Nun hab ich euch die ganze restliche Schweden-Zeit eiskalt vorenthalten. Und eiskalt trifft auch eigentlich ziemlich haargenau was ihr verpasst habt bzw. der ein oder andere von euch ja live miterleben dürfte. Viel gibt es eben nicht zu berichten von einem 5-monatigen Winter, 5 Stunden täglichem Licht und Temperaturen, die nur selten die -15°C Marke überschreiten. So habe ich leider kaum eigene Fotos mit denen ich euch ein paar Eindrücke meiner vergangen Monate in Schweden zeigen könnte, was mich selbst auch sehr betrübt.
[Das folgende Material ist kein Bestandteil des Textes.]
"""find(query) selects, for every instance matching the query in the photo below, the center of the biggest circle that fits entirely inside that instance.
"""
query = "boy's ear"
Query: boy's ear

Nach einem knappen Jahr Leben in Uppsala hat mich das Schicksal nun doch wieder zurück in die Schweiz gebracht. Von nun an werde ich also von Bergen, Wanderungen, Radtouren und natürlich auch dem Hauptgrund der Rückkehr, mein Doktoratsstudium, berichten. Hier ein kleiner Auftakt zum Vorgeschmack: ein gemütlicher Sonntagsausflug zu einem meiner Lieblingsorte in Basel-Land Arlesheim/Dornach. Vom Dom Arlesheim kann man wunderschön an der Ermitage vorbei zu den Kirchplantagen Schönmatt und weiter hinauf auf den Gempen wandern. Viel Spass also mit dem Werder des Baselbiet. In diesem Sinne also: welcome to my next step of live! (weiterlesen …)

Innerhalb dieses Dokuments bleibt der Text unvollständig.